Will freefalling oil’s impact match 2009 on downstream markets?
According to ChemOrbis, the downturn in energy markets gained speed again following year-end holidays. Crude oil futures broke below $50/bbl on NYMEX while Brent saw under $51/bbl on the second trading day of this week upon rising worries over a global supply glut contributed to by the mounting stockpiles in the US. These were the lowest levels seen since mid-2009.
Spot naphtha prices immediately responded to the losses of the upstream energy market, refreshing records at 5 and a half year lows. Spot prices in Europe retreated below the $400/ton threshold while Asian values also hovered near this threshold.
Players are now wondering whether polymer markets are resembling the levels seen when crude oil last hovered around the $50/bbl threshold in 2009. As can be seen from the graph below, China’s import PP market has hit the lowest levels seen since the last quarter of 2009.
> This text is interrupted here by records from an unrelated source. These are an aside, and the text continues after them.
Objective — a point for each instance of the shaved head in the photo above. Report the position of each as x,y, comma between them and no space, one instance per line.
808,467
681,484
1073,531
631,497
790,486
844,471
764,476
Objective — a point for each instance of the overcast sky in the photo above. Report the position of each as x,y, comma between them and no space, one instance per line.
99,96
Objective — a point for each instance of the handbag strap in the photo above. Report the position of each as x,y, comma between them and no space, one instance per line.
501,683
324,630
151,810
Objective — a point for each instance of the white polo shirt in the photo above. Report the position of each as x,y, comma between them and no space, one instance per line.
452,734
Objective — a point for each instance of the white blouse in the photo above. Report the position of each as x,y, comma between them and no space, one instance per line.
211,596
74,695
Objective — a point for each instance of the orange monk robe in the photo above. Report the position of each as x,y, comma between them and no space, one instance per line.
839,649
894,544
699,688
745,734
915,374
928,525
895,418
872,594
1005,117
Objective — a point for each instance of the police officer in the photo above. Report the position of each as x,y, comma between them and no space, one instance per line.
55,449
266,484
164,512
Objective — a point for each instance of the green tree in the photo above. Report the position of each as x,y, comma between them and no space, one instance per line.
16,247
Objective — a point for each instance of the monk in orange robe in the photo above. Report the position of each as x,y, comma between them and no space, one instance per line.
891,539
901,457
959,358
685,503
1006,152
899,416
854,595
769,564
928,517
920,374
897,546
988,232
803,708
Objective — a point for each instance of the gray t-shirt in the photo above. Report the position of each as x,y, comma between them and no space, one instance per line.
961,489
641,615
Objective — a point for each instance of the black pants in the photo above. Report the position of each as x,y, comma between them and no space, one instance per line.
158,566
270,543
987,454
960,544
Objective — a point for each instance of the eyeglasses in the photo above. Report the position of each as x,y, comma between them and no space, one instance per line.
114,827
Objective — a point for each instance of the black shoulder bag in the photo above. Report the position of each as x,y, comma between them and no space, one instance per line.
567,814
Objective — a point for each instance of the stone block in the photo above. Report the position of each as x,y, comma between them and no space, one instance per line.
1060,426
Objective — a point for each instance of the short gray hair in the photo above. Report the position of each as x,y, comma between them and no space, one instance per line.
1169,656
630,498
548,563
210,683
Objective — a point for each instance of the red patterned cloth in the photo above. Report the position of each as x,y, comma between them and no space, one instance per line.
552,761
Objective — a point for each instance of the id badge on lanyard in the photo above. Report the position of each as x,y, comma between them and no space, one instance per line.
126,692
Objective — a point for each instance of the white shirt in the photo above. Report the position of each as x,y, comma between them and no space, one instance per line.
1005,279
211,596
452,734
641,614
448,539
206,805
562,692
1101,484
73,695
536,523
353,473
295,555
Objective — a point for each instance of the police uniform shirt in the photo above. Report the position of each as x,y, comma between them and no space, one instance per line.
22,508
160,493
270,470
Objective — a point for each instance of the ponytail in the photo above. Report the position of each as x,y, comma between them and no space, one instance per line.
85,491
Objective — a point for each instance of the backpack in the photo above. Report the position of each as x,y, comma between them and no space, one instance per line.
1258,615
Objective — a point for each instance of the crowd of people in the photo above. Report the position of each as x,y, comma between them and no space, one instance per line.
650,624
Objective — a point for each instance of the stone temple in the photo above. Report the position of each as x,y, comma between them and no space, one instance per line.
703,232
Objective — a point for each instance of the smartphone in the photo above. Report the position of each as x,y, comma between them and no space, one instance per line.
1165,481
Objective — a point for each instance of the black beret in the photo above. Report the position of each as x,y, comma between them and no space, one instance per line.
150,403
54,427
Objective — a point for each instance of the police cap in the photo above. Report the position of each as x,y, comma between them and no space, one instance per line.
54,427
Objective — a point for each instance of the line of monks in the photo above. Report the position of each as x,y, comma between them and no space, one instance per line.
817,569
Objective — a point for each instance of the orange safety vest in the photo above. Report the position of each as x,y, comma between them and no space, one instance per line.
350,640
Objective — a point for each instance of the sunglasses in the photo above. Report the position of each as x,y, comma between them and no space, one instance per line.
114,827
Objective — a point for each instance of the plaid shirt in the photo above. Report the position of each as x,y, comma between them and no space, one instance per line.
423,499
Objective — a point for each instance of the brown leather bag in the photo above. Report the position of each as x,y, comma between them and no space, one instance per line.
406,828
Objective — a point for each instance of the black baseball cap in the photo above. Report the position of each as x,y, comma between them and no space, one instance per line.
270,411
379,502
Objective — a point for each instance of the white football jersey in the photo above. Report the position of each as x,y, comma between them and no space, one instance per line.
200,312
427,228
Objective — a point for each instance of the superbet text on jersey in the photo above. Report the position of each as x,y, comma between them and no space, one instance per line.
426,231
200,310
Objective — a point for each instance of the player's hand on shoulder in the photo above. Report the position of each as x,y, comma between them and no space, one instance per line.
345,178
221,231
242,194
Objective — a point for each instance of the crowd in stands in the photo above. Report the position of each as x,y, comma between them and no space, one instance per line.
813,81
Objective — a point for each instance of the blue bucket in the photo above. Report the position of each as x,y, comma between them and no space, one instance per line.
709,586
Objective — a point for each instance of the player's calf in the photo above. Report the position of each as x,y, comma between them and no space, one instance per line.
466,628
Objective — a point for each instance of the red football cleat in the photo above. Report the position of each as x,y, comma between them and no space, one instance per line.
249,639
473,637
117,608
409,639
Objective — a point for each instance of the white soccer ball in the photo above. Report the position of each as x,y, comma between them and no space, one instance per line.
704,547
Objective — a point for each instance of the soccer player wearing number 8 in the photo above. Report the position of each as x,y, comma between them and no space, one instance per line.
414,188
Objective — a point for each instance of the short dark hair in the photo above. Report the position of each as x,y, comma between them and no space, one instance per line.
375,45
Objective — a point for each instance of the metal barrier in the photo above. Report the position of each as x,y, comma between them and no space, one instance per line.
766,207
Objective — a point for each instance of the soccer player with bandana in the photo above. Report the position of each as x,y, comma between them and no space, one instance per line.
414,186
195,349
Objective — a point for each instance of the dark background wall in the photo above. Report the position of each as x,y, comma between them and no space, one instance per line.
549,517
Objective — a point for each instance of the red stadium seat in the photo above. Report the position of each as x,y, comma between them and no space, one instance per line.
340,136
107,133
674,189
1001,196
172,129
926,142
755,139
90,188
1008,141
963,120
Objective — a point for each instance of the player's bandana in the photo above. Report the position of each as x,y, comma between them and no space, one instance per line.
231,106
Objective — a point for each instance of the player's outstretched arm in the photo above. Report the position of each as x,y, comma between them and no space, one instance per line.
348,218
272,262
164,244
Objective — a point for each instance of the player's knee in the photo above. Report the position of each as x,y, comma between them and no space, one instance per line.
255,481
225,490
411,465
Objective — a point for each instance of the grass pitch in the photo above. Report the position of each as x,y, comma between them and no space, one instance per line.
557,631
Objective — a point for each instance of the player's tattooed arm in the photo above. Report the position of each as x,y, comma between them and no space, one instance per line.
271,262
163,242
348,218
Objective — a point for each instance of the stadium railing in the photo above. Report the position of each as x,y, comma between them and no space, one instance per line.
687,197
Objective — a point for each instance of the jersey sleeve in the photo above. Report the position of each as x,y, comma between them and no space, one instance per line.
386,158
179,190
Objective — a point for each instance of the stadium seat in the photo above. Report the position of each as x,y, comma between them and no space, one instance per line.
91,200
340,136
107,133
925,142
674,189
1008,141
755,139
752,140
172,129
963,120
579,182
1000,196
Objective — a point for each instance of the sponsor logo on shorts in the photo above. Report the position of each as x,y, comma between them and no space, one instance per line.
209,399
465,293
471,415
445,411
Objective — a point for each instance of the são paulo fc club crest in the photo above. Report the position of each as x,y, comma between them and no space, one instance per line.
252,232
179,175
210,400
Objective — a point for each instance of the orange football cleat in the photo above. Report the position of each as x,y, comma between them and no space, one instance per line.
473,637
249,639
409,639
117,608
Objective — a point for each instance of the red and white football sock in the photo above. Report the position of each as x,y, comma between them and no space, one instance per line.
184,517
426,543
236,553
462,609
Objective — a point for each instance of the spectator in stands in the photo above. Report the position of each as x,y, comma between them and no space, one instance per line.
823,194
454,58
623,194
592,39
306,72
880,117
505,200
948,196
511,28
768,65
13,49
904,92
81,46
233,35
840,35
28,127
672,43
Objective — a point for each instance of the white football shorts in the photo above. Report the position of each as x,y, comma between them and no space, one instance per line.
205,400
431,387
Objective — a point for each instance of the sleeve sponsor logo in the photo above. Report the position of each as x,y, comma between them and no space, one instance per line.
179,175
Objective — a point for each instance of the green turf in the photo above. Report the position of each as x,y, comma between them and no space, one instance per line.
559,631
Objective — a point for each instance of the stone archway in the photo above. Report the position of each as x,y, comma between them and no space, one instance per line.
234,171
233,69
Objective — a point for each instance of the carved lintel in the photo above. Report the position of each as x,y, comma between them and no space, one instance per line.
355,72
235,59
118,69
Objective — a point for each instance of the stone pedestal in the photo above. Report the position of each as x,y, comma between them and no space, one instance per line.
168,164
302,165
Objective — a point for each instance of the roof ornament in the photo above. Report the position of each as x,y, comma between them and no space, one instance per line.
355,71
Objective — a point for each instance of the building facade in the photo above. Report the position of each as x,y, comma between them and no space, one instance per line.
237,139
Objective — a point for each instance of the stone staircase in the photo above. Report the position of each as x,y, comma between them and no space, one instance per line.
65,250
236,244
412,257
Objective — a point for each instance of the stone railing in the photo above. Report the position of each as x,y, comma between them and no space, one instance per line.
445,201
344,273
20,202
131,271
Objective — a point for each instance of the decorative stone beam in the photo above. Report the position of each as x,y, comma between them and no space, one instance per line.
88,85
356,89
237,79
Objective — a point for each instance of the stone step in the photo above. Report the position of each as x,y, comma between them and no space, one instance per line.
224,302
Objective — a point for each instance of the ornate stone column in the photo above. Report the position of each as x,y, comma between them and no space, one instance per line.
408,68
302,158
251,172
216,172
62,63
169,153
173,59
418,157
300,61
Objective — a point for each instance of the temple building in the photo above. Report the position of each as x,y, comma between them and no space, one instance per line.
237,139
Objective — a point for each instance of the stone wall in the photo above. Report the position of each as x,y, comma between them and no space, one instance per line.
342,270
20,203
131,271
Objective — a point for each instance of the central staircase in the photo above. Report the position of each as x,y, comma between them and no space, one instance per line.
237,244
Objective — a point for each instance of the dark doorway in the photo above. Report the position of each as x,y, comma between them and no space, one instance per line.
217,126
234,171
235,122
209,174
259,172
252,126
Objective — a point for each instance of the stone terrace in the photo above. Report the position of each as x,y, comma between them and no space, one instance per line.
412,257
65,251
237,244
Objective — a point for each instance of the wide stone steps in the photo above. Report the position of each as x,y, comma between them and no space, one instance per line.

However, when looked at more closely on ChemOrbis Price Index, homo PP prices traded in the range of $900-1000/ton CFR China when crude oil futures on NYMEX traded slightly above and below $50/bbl in March-April 2009.
In the same timeframe, in March-April 2009, import HDPE film prices in Turkey traded around the range of $1000-1100/ton CFR, cash including all customs duties if applicable. Nevertheless, the current average indicates a much higher level for HDPE film based on ChemOrbis Price Index.
A similar situation is in place in Egypt’s import PVC market, where US PVC traded around $650-730/ton CFR in March-April 2009 while crude oil was hovering around $50/bbl.
According to ChemOrbis, the largest gap between today and the levels in 2009 when crude was around $50/bbl is seen in the PS market. As can be seen from the graph below based on ChemOrbis Price Index, Italy’s spot GPPS market is trading well above 2009, when crude was around the same levels of today.